Fentanyl street drugs are now a real medical threat to U.S. cops, as ever-more powerful illegal forms of the opioid — 50 times more powerful than heroin — spread throughout the country, killing thousands, the Wall Street Journal reported.
Federal data showed that law enforcement had documented more than 14,000 encounters with fentanyl in 2015, dramatically up from 1,000 in 2013, said the Journal, and noting the illegal forms of the drugs are being produced in China and Mexico over the past five years and are hitting the in the United States.
"(Fentanyl) is a new challenge, a game changer for law enforcement," Harford County Sheriff Jeffrey Gahler told the Journal. One of his command officers had to be rushed to the hospital in Maryland after being exposed by just opening a nightstand. "It could be anyone exposed."
In June, the U.S. Drug Enforcement Administration issued a video and press release warning law enforcement about the dangers of being exposed to fentanyl.
"Fentanyl is deadly," DEA acting administrator Chuck Rosenberg said in a statement. "Exposure to an amount equivalent to a few grains of sand can kill you. You can be in grave danger even if you unintentionally come into contact with fentanyl."
Deputy Attorney General Rod Rosenstein said in the DEA statement that law enforcement must take extreme care in looking for such drugs because of their lethal effects.
"The opioid epidemic nationwide has caused havoc and heartbreak for our children, friends and neighbors," Rosenstein said in the statement. "Any fentanyl exposure can kill innocent law enforcement, first responders and the public. As we continue to fight this epidemic, it is critical that we provide every tool necessary to educate the public and law enforcement about the dangers of fentanyl and its deadly consequences."
Harford County sheriff’s deputy Kevin Phillips told the Journal it took only two to three seconds after opening a nightstand in a search for heroin when his face started burning. He had to be rushed to a hospital.

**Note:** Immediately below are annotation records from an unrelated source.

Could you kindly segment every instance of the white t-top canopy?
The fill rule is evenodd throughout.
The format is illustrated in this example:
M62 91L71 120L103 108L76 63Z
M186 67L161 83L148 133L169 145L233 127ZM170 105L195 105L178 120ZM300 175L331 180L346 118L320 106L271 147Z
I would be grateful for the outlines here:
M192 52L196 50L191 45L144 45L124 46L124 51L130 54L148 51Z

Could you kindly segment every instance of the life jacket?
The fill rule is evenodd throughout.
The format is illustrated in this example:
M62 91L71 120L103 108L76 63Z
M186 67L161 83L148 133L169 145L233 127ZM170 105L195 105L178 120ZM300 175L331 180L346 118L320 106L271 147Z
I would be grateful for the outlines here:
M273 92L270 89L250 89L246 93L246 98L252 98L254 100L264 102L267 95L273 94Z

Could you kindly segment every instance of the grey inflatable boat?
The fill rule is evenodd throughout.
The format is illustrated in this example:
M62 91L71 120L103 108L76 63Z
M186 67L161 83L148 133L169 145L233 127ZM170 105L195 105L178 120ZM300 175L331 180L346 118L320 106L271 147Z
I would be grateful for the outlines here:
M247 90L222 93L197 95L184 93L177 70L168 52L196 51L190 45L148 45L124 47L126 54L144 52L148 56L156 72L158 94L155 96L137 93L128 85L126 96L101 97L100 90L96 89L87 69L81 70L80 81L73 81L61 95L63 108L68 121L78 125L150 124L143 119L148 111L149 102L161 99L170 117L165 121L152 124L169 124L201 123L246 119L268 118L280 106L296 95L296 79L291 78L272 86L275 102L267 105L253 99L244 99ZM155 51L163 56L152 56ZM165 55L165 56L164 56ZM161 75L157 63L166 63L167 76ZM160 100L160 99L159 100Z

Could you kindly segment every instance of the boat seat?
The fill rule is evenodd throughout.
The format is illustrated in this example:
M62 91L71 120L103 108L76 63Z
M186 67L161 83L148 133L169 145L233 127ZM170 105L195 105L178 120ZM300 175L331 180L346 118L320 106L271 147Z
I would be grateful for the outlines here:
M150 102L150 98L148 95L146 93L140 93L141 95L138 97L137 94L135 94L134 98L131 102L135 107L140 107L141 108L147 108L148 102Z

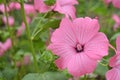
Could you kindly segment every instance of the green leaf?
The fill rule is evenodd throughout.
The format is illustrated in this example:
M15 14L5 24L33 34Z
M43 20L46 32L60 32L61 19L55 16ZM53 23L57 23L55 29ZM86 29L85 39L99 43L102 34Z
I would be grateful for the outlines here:
M113 41L117 38L117 36L120 35L120 32L114 34L111 38L110 38L110 41Z
M22 80L67 80L60 72L29 73Z
M49 29L50 27L56 28L59 26L60 20L59 19L44 19L42 23L39 23L39 27L33 32L32 34L32 40L38 40L40 38L41 32L44 32L45 30Z
M0 3L4 3L4 0L0 0Z

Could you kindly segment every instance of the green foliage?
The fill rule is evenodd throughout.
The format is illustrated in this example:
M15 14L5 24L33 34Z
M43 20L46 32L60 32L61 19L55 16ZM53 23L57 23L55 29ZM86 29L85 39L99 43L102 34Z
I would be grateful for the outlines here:
M22 80L67 80L60 72L29 73Z

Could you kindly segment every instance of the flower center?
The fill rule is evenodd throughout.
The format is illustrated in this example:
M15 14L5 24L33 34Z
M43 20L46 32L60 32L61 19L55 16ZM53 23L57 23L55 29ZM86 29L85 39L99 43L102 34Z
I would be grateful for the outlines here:
M84 46L78 43L75 47L75 50L76 50L77 53L83 52L84 51Z

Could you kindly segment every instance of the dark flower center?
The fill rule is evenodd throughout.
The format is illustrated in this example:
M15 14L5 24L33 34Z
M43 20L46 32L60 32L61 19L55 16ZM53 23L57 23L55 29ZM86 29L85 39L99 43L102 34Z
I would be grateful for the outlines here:
M81 45L79 43L76 44L75 50L76 50L77 53L83 52L84 51L84 45Z

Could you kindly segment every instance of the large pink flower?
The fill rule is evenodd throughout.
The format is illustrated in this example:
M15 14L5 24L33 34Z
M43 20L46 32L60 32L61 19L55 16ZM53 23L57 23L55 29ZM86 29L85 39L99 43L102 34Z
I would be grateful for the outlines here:
M26 20L27 20L27 23L30 24L31 19L28 16L26 16ZM16 33L17 35L16 36L20 37L24 30L25 30L25 24L24 24L24 22L22 22L22 25L17 30L17 33Z
M112 2L113 6L116 8L120 8L120 0L104 0L104 2L108 5Z
M9 4L9 8L10 8L11 10L14 10L14 9L20 10L20 4L17 3L17 2L11 2L11 3Z
M26 15L36 13L34 6L31 4L24 4L24 9L25 9Z
M7 7L7 12L9 12L10 9ZM4 4L0 4L0 12L4 13L5 12L5 6Z
M71 21L64 18L48 46L59 56L55 61L57 67L68 68L73 76L93 72L97 61L108 54L108 39L98 32L99 28L97 19L85 17Z
M3 16L2 17L2 21L4 22L4 24L7 24L7 20L6 20L6 16ZM12 16L9 16L8 17L8 24L10 26L13 26L14 25L14 18Z
M113 68L106 73L107 80L120 80L120 36L117 37L116 45L116 55L109 62L109 65Z

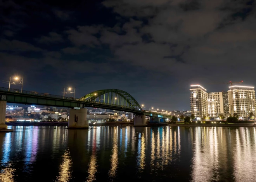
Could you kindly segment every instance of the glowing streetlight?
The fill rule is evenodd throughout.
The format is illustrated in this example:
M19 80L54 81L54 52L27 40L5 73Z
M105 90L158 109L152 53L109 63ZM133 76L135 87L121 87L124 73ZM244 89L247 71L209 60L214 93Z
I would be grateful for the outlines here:
M72 88L71 87L69 87L68 88L68 90L69 90L70 92L70 94L73 94L74 93L74 98L75 97L75 94L76 94L76 87L74 87L74 90L72 90Z
M18 77L15 77L14 78L14 80L15 80L16 81L18 81L19 80L19 78ZM9 82L9 89L8 90L9 91L10 91L10 80L11 80L11 77L10 77L10 81ZM15 83L12 82L12 84L15 84ZM22 90L23 90L23 77L22 77L22 80L21 81L19 82L19 83L18 83L18 84L21 84L21 92L22 92Z

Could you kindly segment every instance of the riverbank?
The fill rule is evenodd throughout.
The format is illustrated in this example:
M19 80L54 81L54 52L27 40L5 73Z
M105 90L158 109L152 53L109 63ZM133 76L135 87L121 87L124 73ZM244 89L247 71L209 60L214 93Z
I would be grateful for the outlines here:
M67 122L6 122L7 126L67 126ZM161 123L147 123L147 125L144 127L159 127L159 126L195 126L195 127L255 127L256 124L254 123L216 123L216 124L206 124L206 123L193 123L185 124L176 123L169 124L166 122ZM134 125L133 122L97 122L94 124L92 123L89 123L89 126L133 126Z
M228 123L228 124L168 124L168 126L195 126L195 127L256 127L254 124Z
M67 126L67 122L6 122L5 124L7 126Z

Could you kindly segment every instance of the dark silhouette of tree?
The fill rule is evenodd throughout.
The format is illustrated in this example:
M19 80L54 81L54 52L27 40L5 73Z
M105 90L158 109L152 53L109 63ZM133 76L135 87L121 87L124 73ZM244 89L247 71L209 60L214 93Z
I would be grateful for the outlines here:
M181 115L180 118L181 119L184 119L184 117L185 117L184 116L184 115Z
M195 114L191 114L191 119L194 119L195 118Z
M190 117L189 116L186 116L184 119L185 122L189 122L190 121Z

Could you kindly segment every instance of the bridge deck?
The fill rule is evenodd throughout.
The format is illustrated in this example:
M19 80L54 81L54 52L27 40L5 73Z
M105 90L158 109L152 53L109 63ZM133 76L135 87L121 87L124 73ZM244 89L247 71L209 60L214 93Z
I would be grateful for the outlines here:
M134 113L137 115L145 115L147 116L159 117L171 119L170 115L141 110L130 107L116 104L106 103L95 101L85 101L82 99L64 97L48 93L34 91L21 90L0 87L0 100L7 102L27 105L38 105L68 108L85 107L96 107Z

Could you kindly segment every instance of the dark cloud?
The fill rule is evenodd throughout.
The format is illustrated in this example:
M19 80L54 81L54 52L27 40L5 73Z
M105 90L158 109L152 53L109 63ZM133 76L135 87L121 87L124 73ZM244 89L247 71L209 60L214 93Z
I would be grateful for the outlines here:
M54 12L58 18L62 20L67 20L70 18L70 15L71 13L64 12L61 10L54 10Z
M48 36L42 36L37 40L39 43L45 44L59 43L64 41L61 35L53 32L49 32Z
M42 51L43 49L24 42L17 40L9 41L6 39L0 41L0 50L14 52Z

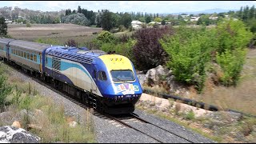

In the DEA video an Atlantic City detective talked about the critical situation he faced after being exposed to a small amount of fentanyl.
"I thought I was dying," the detective said, per the DEA video. "It felt like my body was shutting down."
Two to three milligrams of fentanyl is enough to cause respiratory depression, cardiac arrest, and death, the Drug Enforcement Administration said.
The drug has forced law enforcement and first responders to issue new guidelines and wearing of safety gear in dealing with possible heroin incidents, the Journal noted.